Furthermore, a MAL program is considered a specification of intended computation and data flow behavior. It should be understood that its actual evaluation depends on the execution paradigm chosen. The program blocks can both be interpreted as ordered sequences of assembler instructions, or as a representation of a data-flow graph that should be resolved in a dataflow driven manner. The language syntax uses a functional style definition of actions and mark those that affect the flow explicitly. Flow of control keywords identify a point to chance the interpretation paradigm and denote a synchronization point.

MAL is the target language for query compilers front-ends. Even simple SQL aggregate queries may generate a lengthy sequence of MAL instructions. They represent both the administrative actions to ensure binding and transaction control, the flow dependencies to produce the query result, and the steps needed to prepare the result set for delivery to the front-end.

Only when the algebraic structure is too limited (e.g. updates), or the database back-end lacks feasible builtin bulk operators, one has to rely on more detailed flow of control primitives. But even in that case, the basic blocks to be processed by a MAL back-end are considered large, e.g. tens of simple bulk assignment instructions.

The remainder of this chapter provide a concise overview of the language features and illustrative examples.

Literals

Literals in MAL follow the lexical conventions of the programming language C. MonetDB comes with the hardwired types bit, bte, sht, int, lng, hge, oid, flt, dbl and str. A default type is attached to literals, e.g. the literal 1 is typed as an int value. Likewise, the literal 3.14 is typed flt rather than dbl. A literal can be coerced to another type by tagging it with a type qualifier, provided a coercion operation is defined. For example, 1:lng marks the literal 1 as of type lng, and "1999-12-10":date creates a date literal.

Variables

Variables are denoted by identifiers and implicitly defined upon first assignment. They take on a type through a type classifier or inherit it from the context in which they are first used, see section Type System below.

Variables are organized into two classes: user defined and internal variables. User defined variables start with a letter and temporary variables, e.g. generated internally by optimizers, start with X_. In general internal variables cannot be used in MAL programs directly, but they may become visible in MAL program listings or during debugging.

MAL variables are internally represented by their position into the symbol table and runtime value stack. Internal variable names are recognized by the parser and an error is produced if their name does not align with the expected position in the symbol table.

Instructions

A MAL instruction has purposely a simple format. It is syntactically represented by an assignment, where an expression (function call) delivers results to multiple target variables. The assignment patterns recognized are illustrated below.

(t1,..,t32) := module.fcn(a1,..,a32);
t1 := module.fcn(a1,..,a32);
t1 := v1 operator v2;
t1 := literal;
(t1,..,tn) := (a1,..,an);

Operators are grouped into user defined modules. Omission of the module name is interpreted as the user module.
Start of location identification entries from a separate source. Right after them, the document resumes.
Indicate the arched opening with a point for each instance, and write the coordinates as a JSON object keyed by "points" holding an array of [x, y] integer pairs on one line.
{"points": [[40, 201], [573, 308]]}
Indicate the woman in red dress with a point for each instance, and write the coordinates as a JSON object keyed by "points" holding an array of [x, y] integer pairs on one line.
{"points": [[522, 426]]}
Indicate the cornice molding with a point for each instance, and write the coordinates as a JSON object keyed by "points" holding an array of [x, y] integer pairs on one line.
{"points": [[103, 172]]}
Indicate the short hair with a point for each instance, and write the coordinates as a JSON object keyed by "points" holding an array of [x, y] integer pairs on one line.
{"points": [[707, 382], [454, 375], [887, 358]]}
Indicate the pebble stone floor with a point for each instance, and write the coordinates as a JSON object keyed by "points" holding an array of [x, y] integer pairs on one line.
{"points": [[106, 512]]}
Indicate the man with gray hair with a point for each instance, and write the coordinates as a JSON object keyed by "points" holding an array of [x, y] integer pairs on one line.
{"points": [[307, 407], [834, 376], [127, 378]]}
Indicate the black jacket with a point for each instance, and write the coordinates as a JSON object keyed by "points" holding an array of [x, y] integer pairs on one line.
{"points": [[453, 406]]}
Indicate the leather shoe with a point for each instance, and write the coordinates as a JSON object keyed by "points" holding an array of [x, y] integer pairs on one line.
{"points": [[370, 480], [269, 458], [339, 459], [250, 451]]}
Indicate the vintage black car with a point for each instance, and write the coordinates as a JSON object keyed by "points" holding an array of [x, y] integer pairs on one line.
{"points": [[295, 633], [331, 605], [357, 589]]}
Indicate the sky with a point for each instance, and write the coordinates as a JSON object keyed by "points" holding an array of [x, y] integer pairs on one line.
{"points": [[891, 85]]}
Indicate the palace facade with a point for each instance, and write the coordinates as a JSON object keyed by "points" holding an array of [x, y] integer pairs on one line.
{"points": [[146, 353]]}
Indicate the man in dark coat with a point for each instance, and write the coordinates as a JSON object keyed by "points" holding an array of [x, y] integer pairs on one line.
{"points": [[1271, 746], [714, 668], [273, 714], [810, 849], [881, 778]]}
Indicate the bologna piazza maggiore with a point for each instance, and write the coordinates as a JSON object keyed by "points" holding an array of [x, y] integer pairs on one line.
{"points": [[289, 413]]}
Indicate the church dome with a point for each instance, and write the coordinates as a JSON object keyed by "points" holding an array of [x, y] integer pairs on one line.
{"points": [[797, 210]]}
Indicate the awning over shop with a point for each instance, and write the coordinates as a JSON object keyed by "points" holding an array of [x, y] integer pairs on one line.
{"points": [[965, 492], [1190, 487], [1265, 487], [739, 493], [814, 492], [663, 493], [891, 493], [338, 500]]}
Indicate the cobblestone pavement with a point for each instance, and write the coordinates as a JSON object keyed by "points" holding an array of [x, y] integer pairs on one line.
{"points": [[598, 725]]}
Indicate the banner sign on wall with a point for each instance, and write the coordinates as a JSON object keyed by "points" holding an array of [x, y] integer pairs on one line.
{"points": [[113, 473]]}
Simple binary arithmetic operations are merely provided as a short-hand, e.g. the expression 't:=2+2' is converted directly into 't:= calc.+(2,2)'.

Target variables are optional. The compiler introduces internal variables to hold the result of the expression upon need. They won't show up when you list the MAL program unless they are being used elsewhere.

Each instruction should fit on a single line, which makes it easy for the parser to recover upon encountering a syntax error. Comments start with a sharp '#' and continues to the end of the line. They are retained in the internal code representation to ease debugging of compiler generated MAL programs.

The data structure to represent a MAL block is kept simple. It contains a sequence of MAL statements and a symbol table. The MAL instruction record is a code byte string overlaid with the instruction pattern, which contains references into the symbol tables and administrative data for the interpreter. This method leads to a large allocated block, which can be easily freed. Variable- and statement- block together describe the static part of a MAL procedure. It carries enough information to produce a listing and to aid symbolic debugging.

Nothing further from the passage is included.